Lemonldap::NG::Manager::Restricted - Restricted version of
Lemonldap::NG::Manager to show only parts of protected virtual hosts.

=head1 SYNOPSIS

  use Lemonldap::NG::Manager::Restrited;
  my $h=new Lemonldap::NG::Manager::Restricted (
      {
        configStorage=>{
            type=>'File',
            dirName=>"/tmp/",
        },
        dhtmlXTreeImageLocation=> "/devel/img/",
        # uncomment this only if lemonldap-ng-manager.js is not in the same
        # directory than your script.
        # jsFile => /path/to/lemonldap-ng-manager.js,
        read => [ 'test.example.com', 'test2.example.com' ],
        write => [ 'test.example.com' ],
      }
    ) or die "Unable to start, see Apache logs";
  $h->doall();

=head1 DESCRIPTION

This module can be used to give access to a part of the Lemonldap::NG Web-SSO
configuration.
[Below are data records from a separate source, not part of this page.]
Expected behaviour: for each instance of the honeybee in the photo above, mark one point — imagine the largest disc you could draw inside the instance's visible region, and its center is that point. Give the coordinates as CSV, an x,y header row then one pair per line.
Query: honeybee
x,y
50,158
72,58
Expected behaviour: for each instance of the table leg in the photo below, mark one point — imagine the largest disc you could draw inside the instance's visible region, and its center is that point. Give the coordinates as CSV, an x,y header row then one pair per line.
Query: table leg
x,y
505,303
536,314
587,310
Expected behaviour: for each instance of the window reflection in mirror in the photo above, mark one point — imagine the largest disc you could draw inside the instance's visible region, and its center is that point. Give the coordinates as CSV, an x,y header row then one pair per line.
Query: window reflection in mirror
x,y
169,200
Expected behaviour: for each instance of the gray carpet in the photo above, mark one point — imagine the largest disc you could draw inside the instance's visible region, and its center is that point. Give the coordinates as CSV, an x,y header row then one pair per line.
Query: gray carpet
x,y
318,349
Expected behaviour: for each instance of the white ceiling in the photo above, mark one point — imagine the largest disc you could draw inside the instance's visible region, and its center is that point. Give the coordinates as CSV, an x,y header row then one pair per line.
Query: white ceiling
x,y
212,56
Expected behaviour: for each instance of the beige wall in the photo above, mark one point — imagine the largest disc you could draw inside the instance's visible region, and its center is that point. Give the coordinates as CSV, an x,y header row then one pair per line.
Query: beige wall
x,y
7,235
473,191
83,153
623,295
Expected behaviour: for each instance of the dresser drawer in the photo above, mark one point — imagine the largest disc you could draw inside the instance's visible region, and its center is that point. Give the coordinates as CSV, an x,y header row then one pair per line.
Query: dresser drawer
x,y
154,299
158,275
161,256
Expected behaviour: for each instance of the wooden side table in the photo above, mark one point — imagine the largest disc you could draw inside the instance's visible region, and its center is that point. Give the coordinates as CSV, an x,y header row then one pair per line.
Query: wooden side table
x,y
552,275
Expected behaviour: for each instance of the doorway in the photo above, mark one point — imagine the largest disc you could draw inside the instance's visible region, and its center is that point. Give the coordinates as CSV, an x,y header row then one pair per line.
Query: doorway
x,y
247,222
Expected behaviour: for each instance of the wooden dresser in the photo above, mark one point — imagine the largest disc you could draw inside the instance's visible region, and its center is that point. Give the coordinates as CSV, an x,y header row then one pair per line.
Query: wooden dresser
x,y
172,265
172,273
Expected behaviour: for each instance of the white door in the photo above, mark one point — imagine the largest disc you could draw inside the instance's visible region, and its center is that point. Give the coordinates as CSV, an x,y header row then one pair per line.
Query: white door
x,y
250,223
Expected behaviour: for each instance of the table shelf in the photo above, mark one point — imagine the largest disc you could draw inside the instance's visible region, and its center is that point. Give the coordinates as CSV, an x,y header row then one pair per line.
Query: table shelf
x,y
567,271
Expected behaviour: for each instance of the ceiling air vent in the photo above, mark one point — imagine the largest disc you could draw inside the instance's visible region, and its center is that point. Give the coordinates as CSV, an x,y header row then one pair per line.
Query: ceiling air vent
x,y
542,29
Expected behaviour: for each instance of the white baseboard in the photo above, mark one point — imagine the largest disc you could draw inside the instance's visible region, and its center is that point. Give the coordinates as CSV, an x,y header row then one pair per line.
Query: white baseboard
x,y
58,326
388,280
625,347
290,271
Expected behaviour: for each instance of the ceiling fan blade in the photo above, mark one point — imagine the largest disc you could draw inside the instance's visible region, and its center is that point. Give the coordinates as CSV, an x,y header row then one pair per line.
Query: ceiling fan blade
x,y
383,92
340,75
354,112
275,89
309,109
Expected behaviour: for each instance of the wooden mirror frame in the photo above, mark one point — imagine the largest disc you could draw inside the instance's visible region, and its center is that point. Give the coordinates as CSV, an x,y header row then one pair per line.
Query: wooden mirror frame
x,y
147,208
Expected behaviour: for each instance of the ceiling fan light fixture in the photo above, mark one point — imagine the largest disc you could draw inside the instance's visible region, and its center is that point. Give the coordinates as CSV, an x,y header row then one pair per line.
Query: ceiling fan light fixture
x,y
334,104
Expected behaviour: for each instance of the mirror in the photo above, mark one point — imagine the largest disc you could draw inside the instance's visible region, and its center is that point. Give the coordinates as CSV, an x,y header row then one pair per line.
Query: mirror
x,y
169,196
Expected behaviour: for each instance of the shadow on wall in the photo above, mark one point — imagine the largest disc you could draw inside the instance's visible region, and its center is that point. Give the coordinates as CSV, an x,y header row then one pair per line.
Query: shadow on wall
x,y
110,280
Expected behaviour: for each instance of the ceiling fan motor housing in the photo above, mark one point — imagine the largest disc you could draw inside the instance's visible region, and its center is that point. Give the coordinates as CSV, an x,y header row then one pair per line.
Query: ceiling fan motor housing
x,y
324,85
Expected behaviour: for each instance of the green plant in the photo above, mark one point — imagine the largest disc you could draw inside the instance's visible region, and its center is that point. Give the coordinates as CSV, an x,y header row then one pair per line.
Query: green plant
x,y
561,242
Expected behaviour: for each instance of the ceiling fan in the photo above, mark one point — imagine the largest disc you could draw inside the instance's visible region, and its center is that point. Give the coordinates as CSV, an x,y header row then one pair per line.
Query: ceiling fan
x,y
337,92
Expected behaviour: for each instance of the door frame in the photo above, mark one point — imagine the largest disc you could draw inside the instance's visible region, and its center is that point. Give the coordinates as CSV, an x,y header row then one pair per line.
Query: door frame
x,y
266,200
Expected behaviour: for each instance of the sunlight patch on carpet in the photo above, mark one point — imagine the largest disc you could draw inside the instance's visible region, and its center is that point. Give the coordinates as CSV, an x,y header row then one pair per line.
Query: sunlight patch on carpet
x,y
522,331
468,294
You can use it to simply show or give write access to some of
the protected vortual hosts.

=head2 PARAMETERS

Lemonldap::NG::Manager::Restricted works like L<Lemonldap::NG::Manager> but
uses 2 new parameters in the constructor:

=over

=item * read : an array reference to the list of authorized virtual host to
display,

=item * write : an array reference to the list of virtual hosts that can been
updated.

=back

=head1 SEE ALSO

L<Lemonldap::NG::Manager>,
http://wiki.lemonldap.objectweb.org/xwiki/bin/view/NG/Presentation

=head1 AUTHOR

Xavier Guimard, E<lt>x.guimard@free.frE<gt>

=head1 BUG REPORT

Use OW2 system to report bug or ask for features:
L<http://forge.objectweb.org/tracker/?group_id=274>

=head1 DOWNLOAD

Lemonldap::NG is available at
L<http://forge.objectweb.org/project/showfiles.php?group_id=274>

=head1 COPYRIGHT AND LICENSE

Copyright (C) 2007 by Xavier Guimard

This library is free software; you can redistribute it and/or modify
it under the same terms as Perl itself, either Perl version 5.8.8 or,
at your option, any later version of Perl 5 you may have available.